I am no Denis-Charles but given the other paper you quoted let me think of a sketch, perhaps you will be able to make the right out of it.
Let $\mathcal E \to \mathcal C$ be a Quillen presheaf (model categorical fibres, Quillen pairs as transition functors) where each $\mathcal E(c)$ is stable. This would imply, if we had the cofibrant generation in fibres for example, that for any functor $F: \mathcal D \to \mathcal C$, the category of sections $Sect(\mathcal D,F^*\mathcal E)$ is a stable model category. You can then introduce a $2$-functor $\mathbb D: (Cat/ \mathcal C)^{op} \to CAT$ that sends $F: \mathcal D \to \mathcal C$ to the homotopy category $Ho (Sect(\mathcal D,F^*\mathcal E))$ and study its properties. Something like that could be called a relative (pre)derivator (maybe it already is, forgive my ignorance, then) valued in triangulated categories.
We can also start with the infinity-localisation $L \mathcal E \to \mathcal C$ and study its infinity-categorical sections $Sect(\mathcal D,F^* L \mathcal E)$ for functors $F: \mathcal D \to \mathcal C$. Since a localisation of a stable model category is a stable infinity-category (a statement true even without cofibrant generation due to Proposition 3 mentioned below), $L \mathcal E \to \mathcal C$ is a bicartesian fibration with stable fibres and using Section 5 of HTT (co/limits of sections computed fibrewise) we can verify that each $Sect(\mathcal D,F^* L \mathcal E)$ is stable. Taking their homotopy categories would again yield another $2$-functor $\mathbb D':(Cat/ \mathcal C)^{op} \to CAT$ valued in triangulated categories.
Proposition 3 of the Reedy paper means however that $Ho (Sect(\mathcal D,F^*\mathcal E)) \cong Ho (Sect(\mathcal D,F^* L \mathcal E))$ where the latter is the homotopy category of an infinity-category and the former is that of a model category. In other words, the relative derivators $\mathbb D$ and $\mathbb D'$ are equivalent; the equivalence comes from the fairly canonical map $L Sect(\mathcal D,F^*\mathcal E)) \to Sect(\mathcal D,F^* L \mathcal E)$ (universality of localisation is used here) so it should be trackable along base changes. Thus you can study your relative derivators any way you want, via the model-categorical presentation or the infinity-categorical one.
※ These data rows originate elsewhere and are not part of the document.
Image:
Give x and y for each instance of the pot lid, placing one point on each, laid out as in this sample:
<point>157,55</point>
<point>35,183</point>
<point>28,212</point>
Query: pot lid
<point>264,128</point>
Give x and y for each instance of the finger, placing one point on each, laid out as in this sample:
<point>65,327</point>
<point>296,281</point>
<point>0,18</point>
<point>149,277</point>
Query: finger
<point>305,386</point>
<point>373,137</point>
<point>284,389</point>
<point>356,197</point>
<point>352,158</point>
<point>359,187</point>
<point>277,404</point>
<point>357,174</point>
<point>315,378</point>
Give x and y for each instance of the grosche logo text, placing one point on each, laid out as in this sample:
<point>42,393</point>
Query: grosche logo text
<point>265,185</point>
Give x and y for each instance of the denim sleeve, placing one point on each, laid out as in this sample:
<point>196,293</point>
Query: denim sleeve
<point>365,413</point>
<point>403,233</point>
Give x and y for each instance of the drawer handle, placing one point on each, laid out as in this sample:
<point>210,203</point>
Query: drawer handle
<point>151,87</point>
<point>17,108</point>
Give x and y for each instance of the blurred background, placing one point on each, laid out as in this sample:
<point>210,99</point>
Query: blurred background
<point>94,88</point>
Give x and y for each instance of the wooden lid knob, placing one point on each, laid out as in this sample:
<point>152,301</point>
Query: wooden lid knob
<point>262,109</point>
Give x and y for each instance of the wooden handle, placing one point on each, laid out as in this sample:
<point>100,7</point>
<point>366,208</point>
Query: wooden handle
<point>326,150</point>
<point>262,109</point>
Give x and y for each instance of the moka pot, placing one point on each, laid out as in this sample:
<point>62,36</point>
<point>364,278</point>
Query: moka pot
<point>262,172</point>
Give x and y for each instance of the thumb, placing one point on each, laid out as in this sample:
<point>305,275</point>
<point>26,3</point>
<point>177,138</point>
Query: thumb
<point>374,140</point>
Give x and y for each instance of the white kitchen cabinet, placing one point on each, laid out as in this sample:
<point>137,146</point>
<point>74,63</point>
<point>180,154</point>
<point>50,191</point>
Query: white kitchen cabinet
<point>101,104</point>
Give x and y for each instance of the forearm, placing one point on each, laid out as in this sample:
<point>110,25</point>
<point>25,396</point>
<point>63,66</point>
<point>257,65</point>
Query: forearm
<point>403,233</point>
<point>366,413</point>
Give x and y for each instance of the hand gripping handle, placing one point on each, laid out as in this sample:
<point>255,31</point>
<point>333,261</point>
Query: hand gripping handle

I suppose you get an algebraic derivator if you replace $\mathcal C$ by $Sch$ (no restriction on the size of $\mathcal C$ was made above) and consider something like $QCoh \to Sch$ for the Quillen presheaf, but you will have to take it from here to see if that fits. Maybe I should add something about such relative derivators to the Reedy paper if life permits.